Nella suddetta area, invece, il piano spiagge dovrebbe prevedere la libera fruibilità ed il libero rimessaggio e alaggio delle imbarcazioni da pesca e da diporto, con ridimensionamento delle concessioni ivi esistenti, verificata, in ogni caso, la compatibilità delle stesse con le norme regolatrici della Riserva Naturale Orientata di Capo Peloro e della ZPS cod. ITA 030042.

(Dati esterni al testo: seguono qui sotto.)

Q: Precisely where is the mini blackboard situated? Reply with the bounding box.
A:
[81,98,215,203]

che i principi e le finalità – previste nella relazione generale – a cui doveva essere ispirato il P.U.D.M. bastano da soli ad inficiare di irregolarità lo strumento costiero predisposto che, almeno nella zona di Torre Faro, configura una enorme lottizzazione dell’arenile e, delle lottizzazioni, riproduce il carattere di unilateralità e di privatezza: unilateralità perché espressione di un solo soggetto corporativo, quello degli esercenti, mentre sono completamente assenti, nelle preoccupazioni pianificatorie, le figure dei cittadini e di quel turismo che doveva essere, nei programmi dei nostri amministratori, il grande protagonista dello sviluppo di Capo Peloro, privatezza perché, pure all’interno di quella sola categoria, evidenzia privilegi e sperequazioni a favore di chi è più forte, della serie i “clienti” sono tutti “uguali”, ma c’è sempre qualcuno più “uguale” degli altri;
Questo piano, invece, dovrebbe essere l’occasione per un progetto organico e complessivo che redistribuisca i vantaggi di una risorsa, così importante per Torre Faro, con equità (fra i balneatori e non solo) ed equilibrio (fra gli interessi dei balneatori e quelli dei cittadini, dei turisti e delle categorie produttive che nutrono aspettative dallo sviluppo del turismo). Dovrebbe anche essere un punto di partenza per delineare l’assetto urbanistico sulla costa e per affrontare il problema della qualità delle acque al di fuori delle definizioni burocratiche e formali – sebbene con un loro livello di indubbia utilità – delle bandiere blu o ancora  per pensare un utilizzo di maggior periodo della costa e delle strutture ivi insediate. Dovrebbe, inoltre, servire a mandare un segnale di fermezza di fronte agli abusi e restituire un po’ di dignità a quelle norme sulla cui stesura i nostri amministratori spendono tanto dei loro consigli.
Per queste ragioni
Si chiede
di voler prendere in seria considerazione quanto fatto rilevare con le precedenti osservazioni, affinchè Codesta Amministrazione possa rendere l’Area Funzionale Omogenea n. 3 (A.F.O. 3)  del P.U.D.M. di Messina conforme a quelli che sono i principi e le previsioni stabilite nella relazione generale del medesimo piano, oltre che nelle ulteriori norme vigenti, in uno con quelle poste a tutela della Riserva Naturale Orientata di Capo Peloro e della ZPS cod. ITA 030042.